His 12 steps call for clarity on the many different types and levels of edits that user documentation requires, the assigning and scheduling of those different edits, and what editors should offer the team in their reports. Implementing changes, in Ament’s process, doesn’t just come down to an editor’s fiat. Instead, he lays out a process in which writers evaluate and prioritize editors’ suggestions, noting that “If suggestions simply reflect the personal preferences of a particular editor, writers can—and should—ignore them.” Throughout, Ament emphasizes clear communication and evaluation of the process itself. The goal isn’t just the creation of quality documentation; it’s the creation and maintenance of a system that, with care and leadership, can make quality “automatic.”
Ament leads by example by presenting his material in the clearest, most approachable manner, a step-by-step approach laid out with an organizational clarity too often lacking in technical guides, and written in crisp, illuminating prose that on every page exemplifies the results of the process.

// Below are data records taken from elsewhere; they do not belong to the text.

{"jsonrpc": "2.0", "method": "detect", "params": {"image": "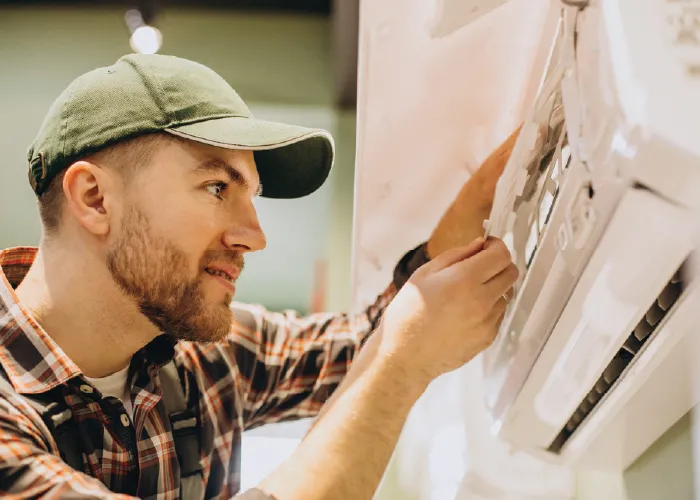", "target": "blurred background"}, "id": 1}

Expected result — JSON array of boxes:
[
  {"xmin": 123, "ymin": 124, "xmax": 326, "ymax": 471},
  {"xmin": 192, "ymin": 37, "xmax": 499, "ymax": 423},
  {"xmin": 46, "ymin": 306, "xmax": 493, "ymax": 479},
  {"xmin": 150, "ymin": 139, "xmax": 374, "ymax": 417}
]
[{"xmin": 0, "ymin": 0, "xmax": 359, "ymax": 487}]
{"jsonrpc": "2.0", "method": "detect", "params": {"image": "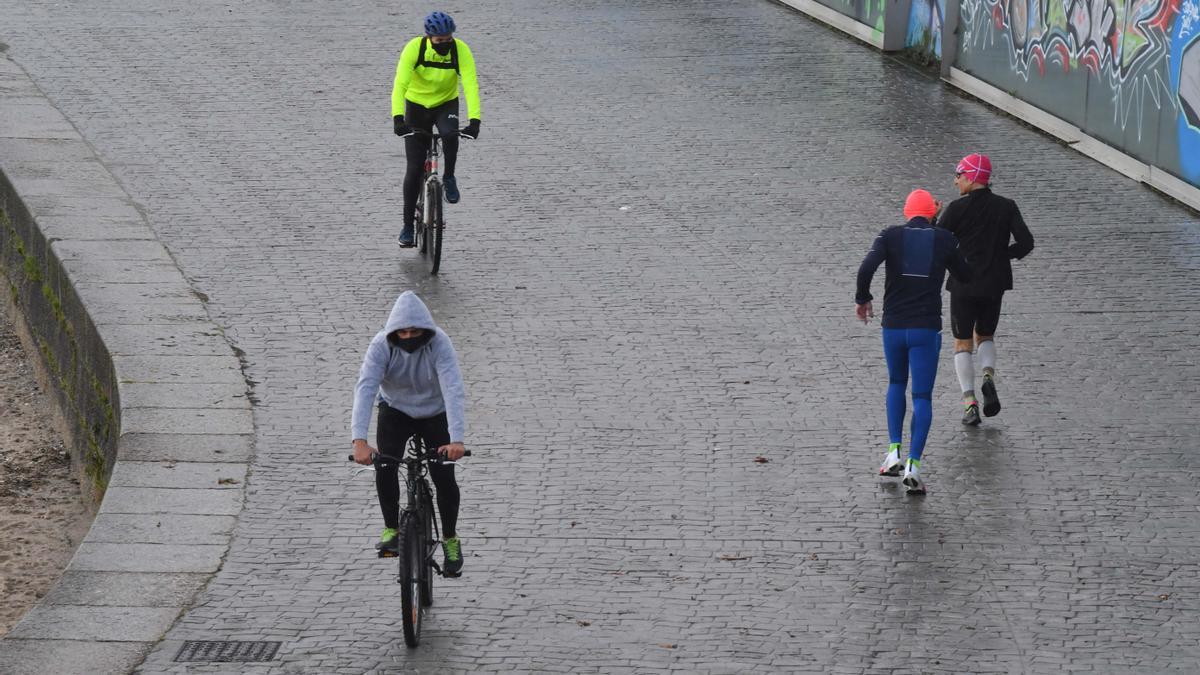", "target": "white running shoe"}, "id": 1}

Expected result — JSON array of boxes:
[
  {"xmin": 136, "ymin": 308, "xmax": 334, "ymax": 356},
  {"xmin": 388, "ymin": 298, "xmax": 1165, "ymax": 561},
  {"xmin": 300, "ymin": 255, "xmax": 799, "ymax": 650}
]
[
  {"xmin": 880, "ymin": 448, "xmax": 904, "ymax": 478},
  {"xmin": 900, "ymin": 460, "xmax": 925, "ymax": 495}
]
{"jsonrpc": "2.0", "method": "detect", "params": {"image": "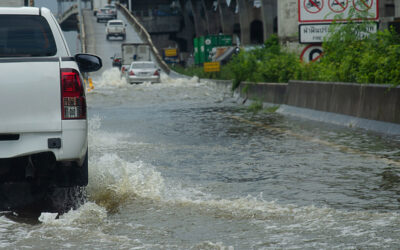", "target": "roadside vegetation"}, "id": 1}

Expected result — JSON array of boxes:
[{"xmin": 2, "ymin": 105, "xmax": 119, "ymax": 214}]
[{"xmin": 173, "ymin": 14, "xmax": 400, "ymax": 89}]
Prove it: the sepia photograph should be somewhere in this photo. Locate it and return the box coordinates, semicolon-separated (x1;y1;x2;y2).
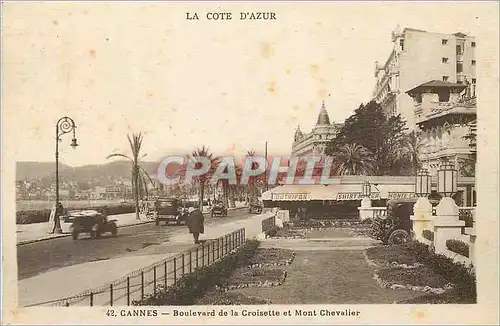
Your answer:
1;1;499;325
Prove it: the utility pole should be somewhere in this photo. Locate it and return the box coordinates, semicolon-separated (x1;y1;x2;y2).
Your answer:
264;141;269;191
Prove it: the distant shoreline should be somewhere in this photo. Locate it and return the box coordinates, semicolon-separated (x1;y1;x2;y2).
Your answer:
16;199;133;212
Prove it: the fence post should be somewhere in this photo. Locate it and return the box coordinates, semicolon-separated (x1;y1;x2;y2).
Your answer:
141;271;144;300
127;276;130;306
189;250;193;274
174;257;177;285
182;254;186;276
163;261;168;290
153;266;156;295
109;283;113;306
217;238;220;259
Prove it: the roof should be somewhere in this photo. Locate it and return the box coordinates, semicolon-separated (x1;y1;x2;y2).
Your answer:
406;80;467;95
316;101;330;126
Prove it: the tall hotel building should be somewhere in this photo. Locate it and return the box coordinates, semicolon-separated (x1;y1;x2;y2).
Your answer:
373;27;477;131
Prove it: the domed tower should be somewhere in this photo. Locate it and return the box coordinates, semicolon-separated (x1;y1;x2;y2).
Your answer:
293;125;304;142
316;101;330;126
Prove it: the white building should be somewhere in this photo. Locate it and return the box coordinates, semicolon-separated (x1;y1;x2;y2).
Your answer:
292;101;342;157
373;27;477;131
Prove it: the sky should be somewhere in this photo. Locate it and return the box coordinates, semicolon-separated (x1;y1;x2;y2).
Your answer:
2;2;498;166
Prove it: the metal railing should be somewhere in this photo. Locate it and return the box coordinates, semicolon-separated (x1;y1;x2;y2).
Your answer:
262;215;276;232
27;228;246;307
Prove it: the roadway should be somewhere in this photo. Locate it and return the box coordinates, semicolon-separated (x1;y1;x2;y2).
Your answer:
17;208;254;280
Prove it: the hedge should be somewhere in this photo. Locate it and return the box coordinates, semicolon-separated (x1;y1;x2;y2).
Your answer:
422;230;434;241
446;239;469;258
16;204;135;224
404;241;477;303
132;240;260;306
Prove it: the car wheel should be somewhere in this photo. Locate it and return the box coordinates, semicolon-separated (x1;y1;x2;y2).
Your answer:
387;230;410;245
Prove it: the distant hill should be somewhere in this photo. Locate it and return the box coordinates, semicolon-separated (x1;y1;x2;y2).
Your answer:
16;161;158;182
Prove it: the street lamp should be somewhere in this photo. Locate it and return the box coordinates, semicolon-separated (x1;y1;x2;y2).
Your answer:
438;161;458;197
415;169;432;197
361;181;372;198
53;117;78;233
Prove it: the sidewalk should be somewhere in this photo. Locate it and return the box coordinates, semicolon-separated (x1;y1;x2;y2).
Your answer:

While targeted to technical writers, Ament’s concise, inviting guide will prove helpful to anyone who leads an editorial team, especially in its scrupulous advice on establishing types of edits and team-specific guidelines.
Takeaway: An illuminating, highly practical guide to establishing an editing process for user documentation.
Great for fans of: Edmond H. Weiss, Marc Achtelig’s Technical Documentation Best Practices.